Chan Zuckerberg Initiative premia il Glastonbury Group
Il Glastonbury Group è tra i destinatari dei premi del Data Insights Cycle 3. L’obiettivo dell’iniziativa è quello di sviluppare un modello di apprendimento automatico che identifichi sottopopolazioni cellulari rilevanti per una certa malattia e preveda un fenotipo/malattia di interesse a partire da dati RNA-seq a singola cellula (scRNA-seq) su larga scala.
La Chan Zuckerberg Initiative (CZI) ha recentemente invitato un terzo ciclo di ricercatori a presentare domanda per progetti della durata di 18 mesi, incentrati a sostenere esperti in ambito computazionale per l’avanzamento di strumenti e risorse che permettano di ottenere maggiori informazioni sulla salute e sulle malattie da set di dati biologici derivanti da singole cellule.
I vincitori del terzo ciclo del progetto sono stati annunciati il 23 luglio. Tra i 17 progetti premiati c’è anche la proposta presentata da Craig Glastonbury, Group Leader presso Human Technopole, in collaborazione con Nicole Soranzo, Senior Group Leader presso il Wellcome Sanger Institute e Responsabile del Genomics Research Centre – Population and Medical Genomics Programme di Human Technopole.
Il progetto, intitolato “Phenotypic prediction from population-scale single-cell RNA-seq” mira a sviluppare strumenti che consentano di prevedere patologie ad ampio spettro, tratti e biomarcatori a partire da dati ottenuti da singole cellule, identificando contemporaneamente i tipi di cellule implicate.
La disponibilità di studi di biobanche di singole cellule, unita a modelli addestrati su atlanti cellulari, rappresenta un’incredibile opportunità per lo sviluppo di strumenti che consentano la previsione delle malattie ad ampio spettro, prognosi euna comprensione più completa dell’eterogeneità della malattia risolta a livello di sottotipi e stati cellulari in singole cellule.
A tal fine, il Glastonbury Group svilupperà un strumenti che sfruttano i progressi del Multiple Instance Learning (MIL).

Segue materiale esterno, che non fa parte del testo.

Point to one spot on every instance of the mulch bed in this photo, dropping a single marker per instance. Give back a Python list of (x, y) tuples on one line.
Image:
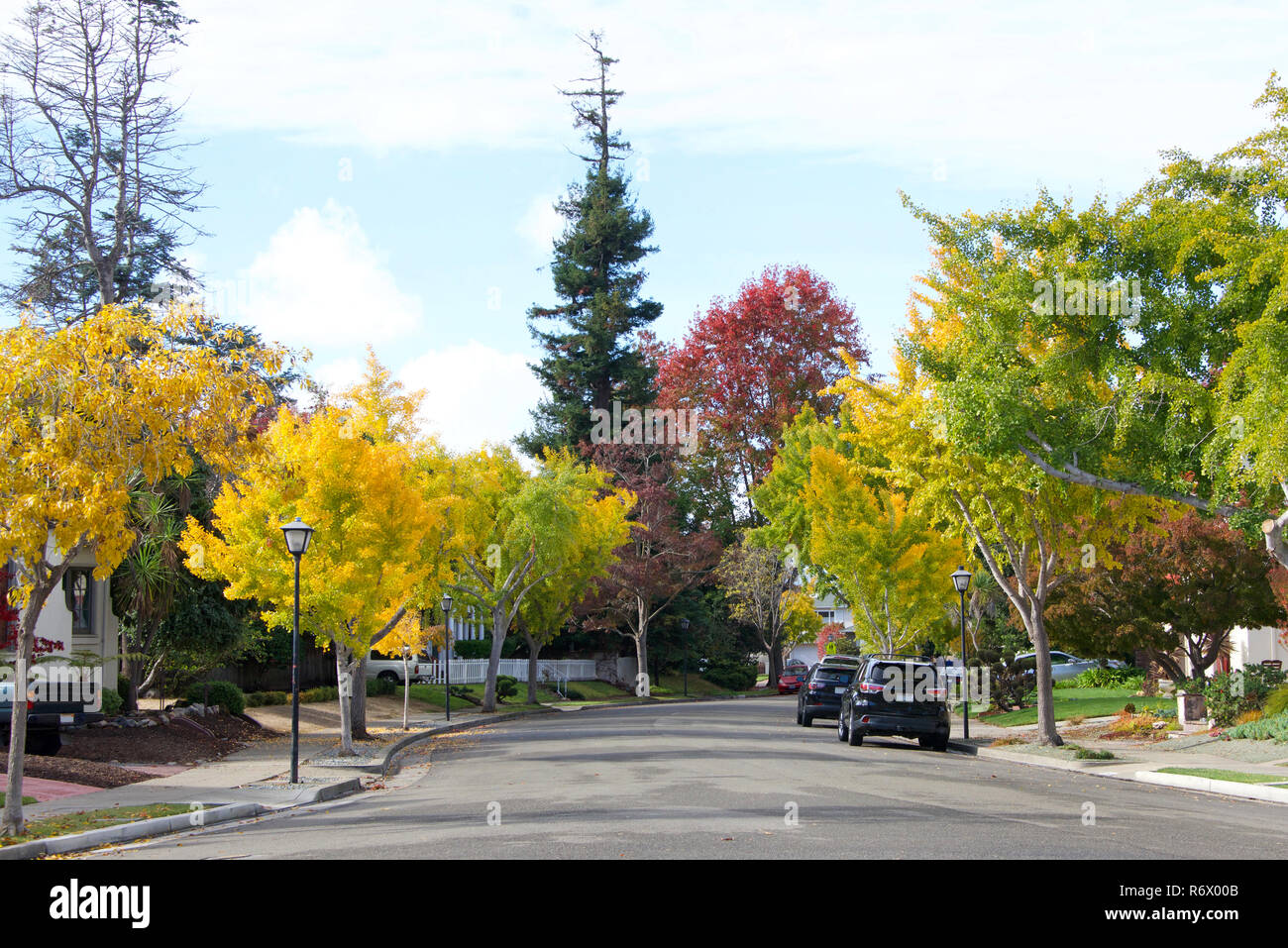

Questo approccio consentirà di classificare in modo probabilistico i profili delle singole cellule dei donatori in base al loro stato di malattia o all’abbondanza di biomarcatori e per identificare simultaneamente i modelli e le metodologie MIL implicate, segnando un cambiamento paradigmatico nel consentire la previsione della malattia, la prognosi e la comprensione dell’eterogeneità delle singole cellule. In particolare, il Glastonbury Group sfrutterà i profili RNA-seq a singola cellula raccolti in 6.500 donatori di una biobanca britannica densamente fenotipizzati. Ciò consentirà di produrre un atlante che caratterizzerà il modo in cui i tipi di cellule/stati di attivazione sono implicati in specifiche malattie, la loro progressione e di identificare una serie di biomarcatori molecolari e metabolici.

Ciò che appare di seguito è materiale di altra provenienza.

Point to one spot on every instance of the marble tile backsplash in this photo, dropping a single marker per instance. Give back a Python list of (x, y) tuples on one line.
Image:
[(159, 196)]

“L’utilizzo dei dati di una singola cellula per un’accurata previsione e prognosi delle malattie migliorerà l’attuale comprensione meccanicistica di come le malattie, i tratti e i biomarcatori giocano un ruolo a livello di singole cellule e aprirà la strada a una comprensione più completa dell’eterogeneità delle malattie in una popolazione“, ha sottolineato Craig Glastonbury.